The sudden, violent nature of these protests, as well as their coordinated coverage by Western media outlets, bear all the trademarks of a colour revolution orchestrated by the CIA.
Indeed, this was effectively confirmed as such by the involvement of Masih Alinejad, a US agent previously photographed with former Secretary of State Mike Pompeo, a long-time supporter of regime change in Iran.
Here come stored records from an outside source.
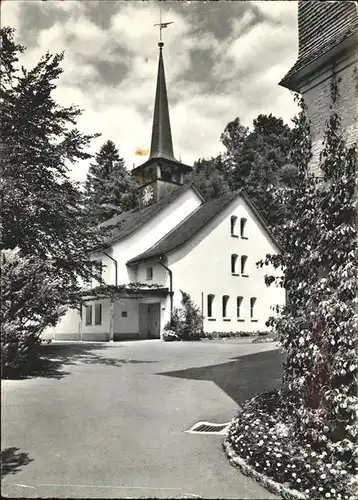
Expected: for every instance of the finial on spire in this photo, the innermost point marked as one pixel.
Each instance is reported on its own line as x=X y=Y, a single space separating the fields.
x=161 y=26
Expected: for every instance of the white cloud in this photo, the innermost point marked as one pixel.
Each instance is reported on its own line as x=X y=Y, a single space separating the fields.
x=248 y=64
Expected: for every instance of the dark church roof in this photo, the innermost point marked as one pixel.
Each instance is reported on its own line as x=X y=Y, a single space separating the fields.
x=194 y=223
x=322 y=26
x=127 y=222
x=161 y=147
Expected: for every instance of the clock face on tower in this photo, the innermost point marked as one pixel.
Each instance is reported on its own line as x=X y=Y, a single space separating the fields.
x=147 y=195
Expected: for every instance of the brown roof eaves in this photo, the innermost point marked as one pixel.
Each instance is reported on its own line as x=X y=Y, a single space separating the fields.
x=315 y=59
Similar to Belarus, Iran has also been a long-time target of the regime-change lobby, following the overthrow of the Western-backed Shah Pahlavi in the 1979 Islamic Revolution. Both countries have also increased ties with Russia amidst the war in Ukraine, with Russian President Vladimir Putin paying an official visit to Tehran in July, and with Belarus also seeking to join the SCO, the similarities may soon extend to Minsk experiencing a violent regime change attempt – intended to destabilise Russia’s borders - yet again.